1. Póki mamy Bayera jest sens zwiększać rozdzielczość
2. Jeżeli zwiększymy odpowiednio, filtr AA (OLPF) stanie się zbędny - obiektyw nim będzie.
potem zwiększanie rozdzielczości przestanie mieć sens.
zdRAWki
PS po zmniejszeniu zdjęcia spadną szumy, wzrośnie dynamika i spadnie rozdzielczość... szkoda że na mRAWy poczekamy, aż Wasia zrobi.
Maver, jaki ty masz zawód wyuczony i wykonywany? Zawsze mnie ciekawi, kto tak psioczy na marketoidy? :-| Sam jestem inżynierem mechanikiem precyzyjnym, a obecnie robię w kontrolingu, a więc jestem tzw. księgowym. ;)
(inzynierom u nas nie chcą uczciwie płacić :( )
Jeśli nie chcesz dla ogółu, to może na priva?
tylko ze w serii xxxD juz wszedl ok 12 miesieczny cykl
24/01/08: Canon EOS 450D
25/03/09: Canon EOS 500D
08/02/10: Canon EOS 550D
Po 1 ciekawe jaka będzie cena
po 2 zaraz jak z każdym nowym aparatem zaczną się sprzeczki jaki on jest dobry/zły a i tak 3/4 osob wypowiadająca się o owym aparacie nie będzie miała go w ręku
po 3 walenie coraz to więcej mpix nie jest ( moim zdaniem ) atutem już bym wolał miec obracany ekran
po 4 jak ktoś go sobie kupi to na pewno będzie zadowolony bo będzie mial aparat CANONA :)

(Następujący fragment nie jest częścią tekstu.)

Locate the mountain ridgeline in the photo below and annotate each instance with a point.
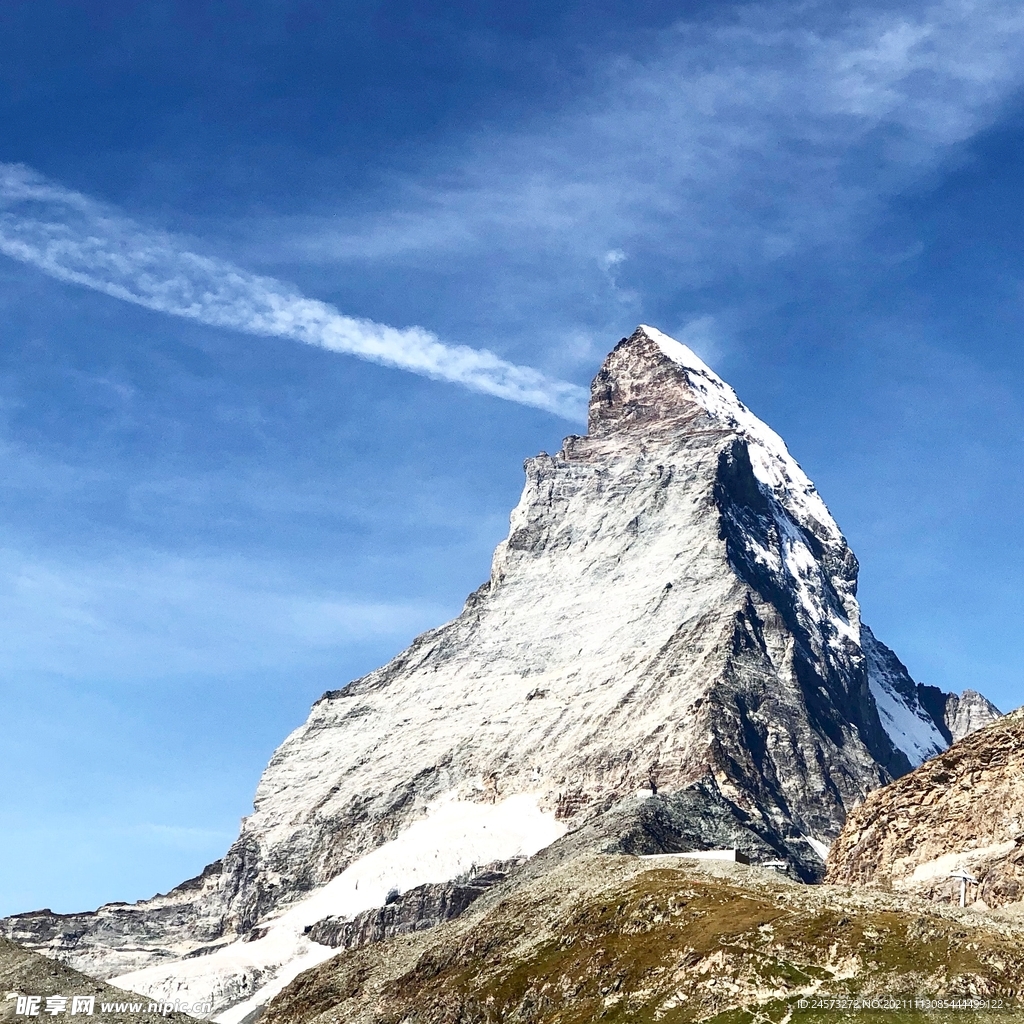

Są. Kiedy wchodzę na Allegro, moje palce same wpisują "Canon" w wyszukiwarce. Kiedy wchodzę do sklepu, nawet nie zaglądam na półkę z innymi aparatami. Canon nie raz mnie zdradził, a mimo to jestem mu wierny. Czyli jestem fanatykiem. I kiedy kupię sobie Canona 550D, będę z niego zadowolony. Także dlatego, że nie będę musiał pozbywać się wszystkich obiektywów, które do tej pory kupiłem i nawet się do nich przywiązałem.

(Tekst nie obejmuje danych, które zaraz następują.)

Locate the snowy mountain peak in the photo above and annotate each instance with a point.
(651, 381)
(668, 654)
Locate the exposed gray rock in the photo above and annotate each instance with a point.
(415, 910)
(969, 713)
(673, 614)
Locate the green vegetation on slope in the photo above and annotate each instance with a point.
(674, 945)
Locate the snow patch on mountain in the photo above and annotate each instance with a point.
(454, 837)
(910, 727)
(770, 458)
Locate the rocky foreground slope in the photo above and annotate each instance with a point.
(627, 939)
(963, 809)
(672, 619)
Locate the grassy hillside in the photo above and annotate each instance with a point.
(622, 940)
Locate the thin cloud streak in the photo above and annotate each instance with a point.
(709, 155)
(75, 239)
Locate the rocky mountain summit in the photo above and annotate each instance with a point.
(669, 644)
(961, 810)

Najbardziej mnie zastanawia fakt możliwości nagrywania filmów i do tego jeszcze jakieś mikrofony... Przecież jest to LUSTRZANKA aparat co prawda dedykowany dla amatorów ale amatorów FOTOGRAFII a nie dla cioci Zosi co jej aparat jest wszystko mający ma tryliard Mpx nagra film a na koniec wyplecie kosz z wikliny:) zamiast tego wolałbym ruchomy ekran bo według mnie laiv view bez tego dużo traci
!!! Łączenie podwójnego wpisu !!!
i jeszcze jedno
jedyna słuszna marka istnieje i bez żadnych wątpliwości jest nią CANON:):):)
W absurd można obrócić wszystko. Jednak np. możliwość nagrywania filmów to bardzo przydatna sprawa. Ja noszę ze sobą często kompakta, którego tylko do nagrywania krótkich filmów używam. Zatem w lustrzance miło bym widział taką możliwość. A zwłaszcza na takim poziomie jak 550d.
Jak ktoś uważa, że to porażka, bo lustrzanka służy do robienia zdjęć, to nie musi filmować. To nie problem.
Ja np. nie używam podglądu GO. I nie narzekam, że mój aparat ma taką możliwość.